In [1]:
GPU_PKG_NAME = "AMDGPU"; include("common_definitions.jl");

Arrays are fun! Let's see what sorts of things we can do with Julia's array interface.

Because Machine Learning is hot right now, let's implement some of the basics from scratch. Let's give Flux's Dense layer a try.

In [5]:
struct Dense
    W::GpuArray{Float32,2}
    B::GpuArray{Float32,1}
end
(d::Dense)(X) = d.W * X .+ d.B

X = GPUMOD.rand(8) # our input
D = Dense(GPUMOD.rand(32, 8), GPUMOD.rand(32)) # our dense layer
Y = D(X) # our result, or "prediction"

32-element ROCVector{Float32}:
 2.486434
 2.1763203
 3.0257607
 1.2786984
 2.6666918
 1.9567823
 2.9717352
 3.1911674
 2.710516
 3.4692364
 2.6519804
 2.2051744
 2.735538
 ⋮
 1.9065772
 2.959194
 1.9990909
 2.122009
 1.884681
 2.1215396
 1.55394
 2.6163301
 2.0110452
 3.3095946
 2.190668
 2.3430967

That's surprisingly easy! Although, that's more a testament to how simple the Dense layer is. Of course, the *real* Dense layer also has an extra operation stored within it, the "activation function", that'll be applied to the result before it's returned. Let's add that.

In [7]:
struct DenseExtra
    W::GpuArray{Float32,2}
    B::GpuArray{Float32,1}
    op::Function
end
(d::DenseExtra)(X) = d.op.(d.W * X .+ d.B)

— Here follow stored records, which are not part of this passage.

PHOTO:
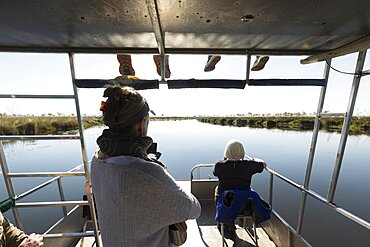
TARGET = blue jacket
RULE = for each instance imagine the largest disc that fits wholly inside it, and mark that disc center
(229, 211)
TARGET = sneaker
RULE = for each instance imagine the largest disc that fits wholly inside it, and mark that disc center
(211, 62)
(260, 63)
(125, 65)
(157, 61)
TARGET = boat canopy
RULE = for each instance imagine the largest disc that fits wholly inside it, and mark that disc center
(289, 27)
(319, 29)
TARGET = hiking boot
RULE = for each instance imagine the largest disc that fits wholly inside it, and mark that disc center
(260, 63)
(229, 234)
(125, 65)
(157, 61)
(211, 62)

# a very strange activation function
D = DenseExtra(GPUMOD.rand(32, 8), GPUMOD.rand(32), Base.sin)

Y = D(X)

32-element ROCVector{Float32}:
  0.7117389
  0.65917706
  0.9962529
  0.9598583
  0.14423871
  0.79629743
  0.26667917
  0.33245322
  0.99117374
  0.3005133
  0.62377775
  0.2911119
  0.9891397
  ⋮
  0.41433883
  0.9339969
 -0.18869163
  0.7243287
  0.6254028
  0.68218803
  0.80426913
  0.18213595
  0.6043187
  0.9808556
  0.00019446213
  0.9997918

It's pretty simple to apply operations to GPU arrays; just use broadcasting! The GPUArrays package will take care of compiling your operation down into a GPU kernel and executing it for you, so you get great performance. Of course, we could have just hacked in explicit support for `Base.sin` into GPUArrays for this workshop. Let's try to disprove that possibility.

In [9]:
relu(x) = ifelse(x > 0, x, zero(x))

# a more familiar activation function, the famous Rectified Linear Unit
D = DenseExtra(GPUMOD.rand(32, 8), GPUMOD.rand(32), relu)

Y = D(X)

32-element ROCVector{Float32}:
 1.7694025
 1.4593736
 1.5504706
 2.1202867
 1.7502114
 2.7722752
 2.5464807
 2.090945
 1.7716358
 2.8755188
 2.0656824
 1.919281
 1.9699565
 ⋮
 2.0603788
 3.0326064
 1.3484907
 2.19077
 2.591572
 3.4285855
 2.8133383
 1.8792555
 2.0648713
 1.6753672
 3.3227973
 2.1942797

Good luck doing *that* in Python! Julia and the GPU packages cooperate to compile custom functions down into code that runs fast on the GPU, so that you can get on to doing something awesome.